I grabbed a new one earlier this year and it's a great guitar. If I had the cash on hand, I'd be tempted to go for it myself.


----------



## Pat James (5 mo ago)

jdto said:


> I grabbed a new one earlier this year and it's a great guitar. If I had the cash on hand, I'd be tempted to go for it myself.


Let's see it...and make sure to zoom in on the headstock logo


----------



## BGood (Feb 20, 2015)

Wouldn't the serial look like this if it was a Chinese fake ?


----------



## jdto (Sep 30, 2015)

Pat James said:


> Let's see it...and make sure to zoom in on the headstock logo


Mine has the new headstock logo and it came with the new 58/15S pickups, where the older ones I think would have the #7S pickups. I also installed Vineham V59s in mine, not because the stock ones sounded bad, but more because I like to tinker. I think they do sound a bit better to my ears. I also did the pots and wiring, which is why it has those speed knobs on it.


----------



## Pat James (5 mo ago)

jdto said:


> Mine has the new headstock logo and it came with the new 58/15S pickups, where the older ones I think would have the #7S pickups. I also installed Vineham V59s in mine, not because the stock ones sounded bad, but more because I like to tinker. I think they do sound a bit better to my ears. I also did the pots and wiring, which is why it has those speed knobs on it.
> 
> View attachment 444616
> 
> View attachment 444617


Nice upgrades. think I have learned more about S2 guitars today than I ever anticipated, lol. How do you like the satin finish?


----------



## BGood (Feb 20, 2015)

That is basically a LPcaster.


----------



## Budda (May 29, 2007)

Ive sold every non satin prs, kept the satin S2. Go figure.

next time just say you cant commit instead of it may be fake, really speeds things up.


----------



## Pat James (5 mo ago)

Budda said:


> Ive sold every non satin prs, kept the satin S2. Go figure.
> 
> next time just say you cant commit instead of it may be fake, really speeds things up.


I did think it was fake? Was that not the right thing to do? I never said, "If this is real, I am going to buy it".


----------



## Budda (May 29, 2007)

Pat James said:


> I did think it was fake? Was that not the right thing to do? I never said, "If this is real, I am going to buy it".


Apologies then as I accidentally implied in my head then. That said I dont think I’ve seen fake S2’s.


----------



## jdto (Sep 30, 2015)

Pat James said:


> Nice upgrades. think I have learned more about S2 guitars today than I ever anticipated, lol. How do you like the satin finish?


The satin is great. They are really nice guitars to play. Comfortable, light, good sound, stay in tune and a nice medium neck.


----------



## superfly (Oct 14, 2021)

looks legit to me...


----------



## dmc69 (Jan 20, 2011)

Thanks to all you guys, my brother now has a PRS S2 Standard that he won't feel bad painting over.


----------



## 2manyGuitars (Jul 6, 2009)

dmc69 said:


> Thanks to all you guys, my brother now has a PRS S2 Standard that he won't feel bad painting over.
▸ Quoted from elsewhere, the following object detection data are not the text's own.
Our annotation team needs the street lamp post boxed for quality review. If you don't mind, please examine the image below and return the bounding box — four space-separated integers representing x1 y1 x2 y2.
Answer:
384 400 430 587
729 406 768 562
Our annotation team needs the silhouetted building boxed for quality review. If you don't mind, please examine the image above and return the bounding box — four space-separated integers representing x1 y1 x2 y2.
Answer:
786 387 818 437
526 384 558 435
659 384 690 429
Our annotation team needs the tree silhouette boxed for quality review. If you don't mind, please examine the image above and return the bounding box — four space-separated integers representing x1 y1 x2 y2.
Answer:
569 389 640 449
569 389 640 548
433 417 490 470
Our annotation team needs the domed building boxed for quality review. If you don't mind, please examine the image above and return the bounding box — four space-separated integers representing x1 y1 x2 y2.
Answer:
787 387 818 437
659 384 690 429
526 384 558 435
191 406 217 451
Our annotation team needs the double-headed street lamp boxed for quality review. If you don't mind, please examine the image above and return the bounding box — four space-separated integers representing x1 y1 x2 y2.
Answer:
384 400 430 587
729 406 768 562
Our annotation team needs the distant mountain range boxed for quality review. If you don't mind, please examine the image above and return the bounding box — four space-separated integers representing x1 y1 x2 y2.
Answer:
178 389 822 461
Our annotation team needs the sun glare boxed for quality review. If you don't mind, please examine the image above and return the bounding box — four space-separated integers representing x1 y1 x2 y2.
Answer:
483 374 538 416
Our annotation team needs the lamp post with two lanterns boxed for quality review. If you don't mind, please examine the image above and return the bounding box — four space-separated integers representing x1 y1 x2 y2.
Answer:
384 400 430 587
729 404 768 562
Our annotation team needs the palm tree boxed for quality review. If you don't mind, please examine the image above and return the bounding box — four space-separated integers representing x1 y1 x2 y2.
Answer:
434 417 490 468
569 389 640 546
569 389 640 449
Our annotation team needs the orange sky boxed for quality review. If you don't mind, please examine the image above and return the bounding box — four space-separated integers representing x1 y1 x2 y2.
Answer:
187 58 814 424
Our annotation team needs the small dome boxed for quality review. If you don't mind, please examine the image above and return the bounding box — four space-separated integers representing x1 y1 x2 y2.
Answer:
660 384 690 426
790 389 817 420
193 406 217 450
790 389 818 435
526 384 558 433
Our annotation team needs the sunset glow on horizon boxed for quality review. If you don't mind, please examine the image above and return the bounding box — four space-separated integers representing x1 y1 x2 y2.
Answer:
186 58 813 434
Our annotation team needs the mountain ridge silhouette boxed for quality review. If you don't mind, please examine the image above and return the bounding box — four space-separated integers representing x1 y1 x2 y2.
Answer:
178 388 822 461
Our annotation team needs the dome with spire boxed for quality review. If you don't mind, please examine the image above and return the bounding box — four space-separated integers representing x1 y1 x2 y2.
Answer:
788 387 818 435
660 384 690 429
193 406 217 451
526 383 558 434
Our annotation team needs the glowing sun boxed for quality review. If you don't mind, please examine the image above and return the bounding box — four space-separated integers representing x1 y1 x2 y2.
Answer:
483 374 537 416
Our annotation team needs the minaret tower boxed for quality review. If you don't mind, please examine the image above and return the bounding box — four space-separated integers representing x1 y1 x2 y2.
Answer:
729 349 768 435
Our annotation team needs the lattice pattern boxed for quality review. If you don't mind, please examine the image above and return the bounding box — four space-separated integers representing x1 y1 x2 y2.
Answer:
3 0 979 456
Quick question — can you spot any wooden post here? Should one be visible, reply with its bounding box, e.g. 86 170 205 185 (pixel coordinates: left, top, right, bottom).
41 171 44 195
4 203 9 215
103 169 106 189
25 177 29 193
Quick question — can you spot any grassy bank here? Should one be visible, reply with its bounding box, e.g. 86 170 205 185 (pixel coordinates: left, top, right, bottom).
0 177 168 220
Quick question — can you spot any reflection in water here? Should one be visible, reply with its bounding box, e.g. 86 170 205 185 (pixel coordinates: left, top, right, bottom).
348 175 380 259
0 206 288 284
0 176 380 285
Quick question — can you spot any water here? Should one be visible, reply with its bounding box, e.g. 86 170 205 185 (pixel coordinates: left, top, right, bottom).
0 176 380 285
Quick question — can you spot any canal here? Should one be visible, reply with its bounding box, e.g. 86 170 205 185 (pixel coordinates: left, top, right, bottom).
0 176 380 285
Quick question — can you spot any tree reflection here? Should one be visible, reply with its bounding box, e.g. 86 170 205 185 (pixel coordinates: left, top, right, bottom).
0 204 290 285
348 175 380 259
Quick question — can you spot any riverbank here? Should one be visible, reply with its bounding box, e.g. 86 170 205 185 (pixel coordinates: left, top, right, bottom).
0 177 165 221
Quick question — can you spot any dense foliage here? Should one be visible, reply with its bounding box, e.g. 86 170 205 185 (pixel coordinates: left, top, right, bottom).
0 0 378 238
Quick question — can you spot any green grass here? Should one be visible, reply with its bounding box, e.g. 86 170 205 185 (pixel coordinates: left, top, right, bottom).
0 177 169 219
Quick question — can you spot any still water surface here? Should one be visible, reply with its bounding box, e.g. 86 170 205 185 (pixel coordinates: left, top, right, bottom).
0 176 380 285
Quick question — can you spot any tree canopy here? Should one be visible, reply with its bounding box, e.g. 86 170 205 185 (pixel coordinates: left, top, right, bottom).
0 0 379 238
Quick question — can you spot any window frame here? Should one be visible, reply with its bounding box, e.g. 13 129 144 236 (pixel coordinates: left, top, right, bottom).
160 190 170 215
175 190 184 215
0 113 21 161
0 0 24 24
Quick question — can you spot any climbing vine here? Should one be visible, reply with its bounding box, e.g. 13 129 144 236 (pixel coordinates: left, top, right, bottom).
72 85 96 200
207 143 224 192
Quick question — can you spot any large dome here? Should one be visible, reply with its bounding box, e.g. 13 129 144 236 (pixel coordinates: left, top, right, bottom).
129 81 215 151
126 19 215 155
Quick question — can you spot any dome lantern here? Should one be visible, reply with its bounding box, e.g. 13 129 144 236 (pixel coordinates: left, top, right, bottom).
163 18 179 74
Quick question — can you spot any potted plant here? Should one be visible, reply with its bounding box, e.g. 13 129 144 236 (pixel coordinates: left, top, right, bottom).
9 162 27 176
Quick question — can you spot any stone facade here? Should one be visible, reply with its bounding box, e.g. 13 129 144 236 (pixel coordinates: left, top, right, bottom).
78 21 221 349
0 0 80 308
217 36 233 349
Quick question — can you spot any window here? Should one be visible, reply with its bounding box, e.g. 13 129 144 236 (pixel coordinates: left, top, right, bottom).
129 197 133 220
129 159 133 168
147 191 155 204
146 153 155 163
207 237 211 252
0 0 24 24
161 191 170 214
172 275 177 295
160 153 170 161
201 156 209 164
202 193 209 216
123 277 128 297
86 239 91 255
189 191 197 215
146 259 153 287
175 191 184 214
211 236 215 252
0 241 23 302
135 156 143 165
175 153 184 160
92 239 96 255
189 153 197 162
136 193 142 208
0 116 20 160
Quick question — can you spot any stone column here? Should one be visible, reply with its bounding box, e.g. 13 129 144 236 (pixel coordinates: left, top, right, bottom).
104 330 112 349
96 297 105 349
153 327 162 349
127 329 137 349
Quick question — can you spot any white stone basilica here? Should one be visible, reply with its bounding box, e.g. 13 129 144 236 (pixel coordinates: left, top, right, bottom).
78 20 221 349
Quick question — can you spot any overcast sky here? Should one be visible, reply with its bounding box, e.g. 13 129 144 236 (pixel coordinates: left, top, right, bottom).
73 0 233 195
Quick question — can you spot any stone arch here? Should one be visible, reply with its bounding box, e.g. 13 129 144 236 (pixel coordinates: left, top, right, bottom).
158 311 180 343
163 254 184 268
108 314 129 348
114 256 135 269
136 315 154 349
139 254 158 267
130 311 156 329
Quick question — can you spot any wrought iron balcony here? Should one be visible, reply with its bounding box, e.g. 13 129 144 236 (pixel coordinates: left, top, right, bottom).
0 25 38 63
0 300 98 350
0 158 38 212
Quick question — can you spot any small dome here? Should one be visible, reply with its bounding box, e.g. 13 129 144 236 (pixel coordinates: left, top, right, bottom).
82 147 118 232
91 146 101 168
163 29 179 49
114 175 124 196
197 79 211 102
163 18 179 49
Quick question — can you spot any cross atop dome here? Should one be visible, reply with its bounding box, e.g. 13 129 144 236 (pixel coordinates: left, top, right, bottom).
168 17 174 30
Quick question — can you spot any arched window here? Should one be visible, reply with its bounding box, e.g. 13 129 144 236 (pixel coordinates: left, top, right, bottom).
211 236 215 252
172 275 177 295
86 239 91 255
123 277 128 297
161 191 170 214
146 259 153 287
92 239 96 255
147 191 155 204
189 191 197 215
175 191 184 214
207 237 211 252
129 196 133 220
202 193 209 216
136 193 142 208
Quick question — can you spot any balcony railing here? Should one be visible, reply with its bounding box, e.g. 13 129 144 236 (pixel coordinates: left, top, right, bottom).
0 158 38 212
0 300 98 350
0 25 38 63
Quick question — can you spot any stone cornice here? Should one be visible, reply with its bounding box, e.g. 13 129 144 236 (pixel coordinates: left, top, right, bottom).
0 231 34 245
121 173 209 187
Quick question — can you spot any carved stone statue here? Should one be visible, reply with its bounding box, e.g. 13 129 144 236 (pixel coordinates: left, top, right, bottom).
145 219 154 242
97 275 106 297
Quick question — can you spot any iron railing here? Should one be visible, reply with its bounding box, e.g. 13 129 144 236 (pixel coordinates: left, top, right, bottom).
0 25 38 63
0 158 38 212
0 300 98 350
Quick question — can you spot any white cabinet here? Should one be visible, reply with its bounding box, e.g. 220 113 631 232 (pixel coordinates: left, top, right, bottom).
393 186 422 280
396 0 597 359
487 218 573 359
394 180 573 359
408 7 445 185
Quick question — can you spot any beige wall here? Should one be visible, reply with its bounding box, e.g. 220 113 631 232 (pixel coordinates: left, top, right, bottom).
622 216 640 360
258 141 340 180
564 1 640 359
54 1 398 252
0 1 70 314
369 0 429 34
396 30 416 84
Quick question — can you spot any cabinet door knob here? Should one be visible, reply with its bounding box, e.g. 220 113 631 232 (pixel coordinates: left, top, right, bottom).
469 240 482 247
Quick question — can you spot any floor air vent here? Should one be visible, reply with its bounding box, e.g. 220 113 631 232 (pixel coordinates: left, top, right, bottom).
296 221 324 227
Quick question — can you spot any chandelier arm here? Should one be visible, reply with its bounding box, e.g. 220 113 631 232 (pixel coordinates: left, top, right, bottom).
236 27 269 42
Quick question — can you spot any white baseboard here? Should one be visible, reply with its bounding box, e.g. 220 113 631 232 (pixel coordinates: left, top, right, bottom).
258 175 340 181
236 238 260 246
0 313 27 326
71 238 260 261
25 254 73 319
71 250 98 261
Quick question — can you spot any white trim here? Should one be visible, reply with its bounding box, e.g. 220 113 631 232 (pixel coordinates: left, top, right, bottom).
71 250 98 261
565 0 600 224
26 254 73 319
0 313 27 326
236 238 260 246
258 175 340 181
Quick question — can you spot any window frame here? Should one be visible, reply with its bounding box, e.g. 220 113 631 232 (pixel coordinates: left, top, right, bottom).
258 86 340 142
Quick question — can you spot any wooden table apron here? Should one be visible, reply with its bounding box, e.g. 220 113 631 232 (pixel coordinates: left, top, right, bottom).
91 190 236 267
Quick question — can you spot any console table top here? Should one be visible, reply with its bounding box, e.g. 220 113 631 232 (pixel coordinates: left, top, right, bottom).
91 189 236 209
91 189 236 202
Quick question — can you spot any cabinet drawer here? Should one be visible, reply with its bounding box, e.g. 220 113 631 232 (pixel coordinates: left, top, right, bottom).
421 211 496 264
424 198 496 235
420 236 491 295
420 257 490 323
Tell him to do another squirrel and I’m in! 😆


----------



## Chito (Feb 17, 2006)

That was a great deal. 
I just have too many guitars... too many guitars... too many guitars... LOL


----------



## Verne (Dec 29, 2018)

@Chito .... too many guitars. What does this even mean?!? I've not heard that expression before.


----------



## Chito (Feb 17, 2006)

Verne said:


> @Chito .... too many guitars. What does this even mean?!? I've not heard that expression before.


My wife tells me that... so that's where I hear it. hahaha


----------



## dmc69 (Jan 20, 2011)

Chito said:


> My wife tells me that... so that's where I hear it. hahaha


I agree with @Verne. What is too many guitars? And what's a wife?


----------